Sir Georg Solti – Journey of a lifetime

Sir Georg Solti was one of the greatest recording artists who ever lived – not only his still unequalled record of 31 Grammys® attests to that: the present documentary illluminates the life and work of Sir Georg Solti on the 100th anniversary of his birth. We follow the Hungarian-Jewish conductor’s career: as Toscanini’s assistant at the Salzburg Festival, as music director in Munich and Frankfurt after the war, achieving worldwide fame with his legendary Vienna Philharmonic recording of Wagner’s Ring cycle. It was as the long-serving music director of the Royal Opera House, Covent Garden and of the Chicago Symphony Orchestra that Solti became an international star of classical music, one

whose musical ardour and perfectionism remain unsurpassed to this day.

Solti conducts Mendelssohn & Shostakovich

Mendelssohn’s “Italian” Symphony begins with a burst of pure sunlight. Shostakovich’s Tenth opens under altogether darker skies. But both composers are burning to communicate, and for Sir Georg Solti – a conductor who never compromised on energy, integrity or pure, heartfelt commitment to the music he performed – that was enough. In this live recording from the Philharmonie am Gasteig in Munich he conducts one of his favourite orchestras: the Bavarian Radio Symphony Orchestra, renowned (then as now) for the lustre of its sound and its profound, instinctive understanding of the symphonic tradition. This is great music making at its most spontaneous – and masterful.

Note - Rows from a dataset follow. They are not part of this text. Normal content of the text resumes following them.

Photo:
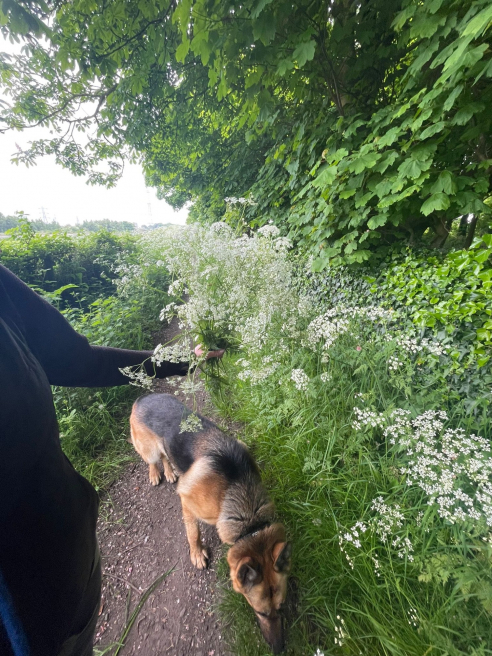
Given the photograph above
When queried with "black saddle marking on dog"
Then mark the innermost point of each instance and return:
(232, 460)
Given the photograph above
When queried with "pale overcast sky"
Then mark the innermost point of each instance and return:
(67, 198)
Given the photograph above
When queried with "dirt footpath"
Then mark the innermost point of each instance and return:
(141, 536)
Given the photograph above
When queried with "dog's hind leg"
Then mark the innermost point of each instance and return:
(198, 553)
(147, 446)
(169, 472)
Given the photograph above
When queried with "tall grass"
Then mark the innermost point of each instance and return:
(94, 422)
(423, 584)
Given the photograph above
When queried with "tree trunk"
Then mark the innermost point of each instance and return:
(471, 232)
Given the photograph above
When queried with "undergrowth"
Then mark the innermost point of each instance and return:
(94, 422)
(363, 425)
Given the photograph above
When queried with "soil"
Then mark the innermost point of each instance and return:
(141, 536)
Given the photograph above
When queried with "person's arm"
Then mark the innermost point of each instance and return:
(66, 356)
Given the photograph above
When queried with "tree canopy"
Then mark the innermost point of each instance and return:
(351, 125)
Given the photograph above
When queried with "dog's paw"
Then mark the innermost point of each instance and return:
(170, 476)
(154, 476)
(199, 558)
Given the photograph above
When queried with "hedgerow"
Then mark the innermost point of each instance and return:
(378, 461)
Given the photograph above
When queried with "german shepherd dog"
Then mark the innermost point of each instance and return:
(219, 483)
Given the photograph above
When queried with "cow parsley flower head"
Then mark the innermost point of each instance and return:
(192, 424)
(301, 379)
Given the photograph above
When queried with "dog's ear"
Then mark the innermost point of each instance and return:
(248, 573)
(281, 554)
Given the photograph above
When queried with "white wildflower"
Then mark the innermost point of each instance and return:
(300, 378)
(192, 424)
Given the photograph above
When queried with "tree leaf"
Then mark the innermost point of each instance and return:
(436, 202)
(264, 29)
(304, 52)
(326, 177)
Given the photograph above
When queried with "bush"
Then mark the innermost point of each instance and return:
(54, 260)
(340, 403)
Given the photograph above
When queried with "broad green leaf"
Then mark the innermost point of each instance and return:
(479, 23)
(260, 5)
(284, 66)
(364, 162)
(377, 221)
(264, 29)
(433, 129)
(326, 177)
(410, 168)
(304, 52)
(464, 114)
(449, 102)
(182, 50)
(444, 182)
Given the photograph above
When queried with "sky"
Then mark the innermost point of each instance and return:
(49, 190)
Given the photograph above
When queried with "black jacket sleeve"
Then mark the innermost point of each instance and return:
(66, 356)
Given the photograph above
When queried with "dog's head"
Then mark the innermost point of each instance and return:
(260, 565)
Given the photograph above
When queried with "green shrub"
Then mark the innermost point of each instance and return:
(48, 261)
(327, 390)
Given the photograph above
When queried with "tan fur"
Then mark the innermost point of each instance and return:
(259, 562)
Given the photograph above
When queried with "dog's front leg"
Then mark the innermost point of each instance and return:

Solti conducts Shostakovich & Tchaikovsky

Two very different Russian symphonies, each with a powerful story to tell. Tchaikovsky’s “Pathétique” Symphony was his final masterpiece, an impassioned outpouring of melody and sorrow whose very name means “full of emotion”. Shostakovich’s Ninth might seem like its polar opposite: crisp, playful and bristling with pitch-black humour. But in Stalin’s Russia, those were dangerous qualities. Few conductors felt the tug of history like Sir Georg Solti, and few drove more directly for a piece’s heart. This recording with the Bavarian Radio Symphony Orchestra, captured live at Munich’s Philharmonie am Gasteig, finds both conductor and orchestra at their uncompromising best.

Solti conducts Haydn: The Creation

Haydn’s oratorio Die Schöpfung (The Creation) is one of the enduring miracles of classical music: a work of visionary scope and life-affirming freshness, created by a composer approaching his 70th birthday. Sir Georg Solti was nearing the end of his long and extraordinary career when he made this unique recording under studio conditions in the Herkulessaal, Munich – and in the Bavarian Radio Symphony Orchestra and Chorus, he could hardly have had more inspirational collaborators. With a trio of handpicked soloists, the result is a performance with an unforgettable atmosphere: a deeply moving meeting of two of music’s most irrepressible spirits.

Solti conducts Bruckner: Symphony No. 2

It’s almost a cliché to describe Bruckner’s symphonies as “cathedrals in sound”, and especially when the symphony in question is the Second: perhaps Bruckner’s most personal homage to the Viennese classical tradition. But there’s an unmistakable synergy between visuals and music in this live performance from the magnificent Romanesque cathedral at Speyer in Bavaria, with Sir Georg Solti conducting the Stuttgart Radio Symphony Orchestra in a setting steeped in the south German Catholic tradition that Bruckner loved so much. Solti brought an irrepressible energy to everything he conducted, and this is no exception. The result is a near-perfect meeting of music and architecture.

Solti conducts Bruckner & Stravinsky

Few of Bruckner’s symphonies cost Bruckner more dearly than his Third – and after his hero Richard Wagner praised its inspiration, few brought him more pride. In the last decade of his long and remarkable career Sir Georg Solti was conducting with more insight than ever, bringing an energy and an imaginative fire that was the envy of maestros half his age. This live recording from the Philharmonie am Gasteig in Munich finds him paired with the Bavarian Radio Symphony Orchestra – an ensemble perfectly in tune with Bruckner’s sound world, but every bit as brilliant (and as communicative) in Stravinsky’s dazzling, American-inspired Symphony in Three Movements.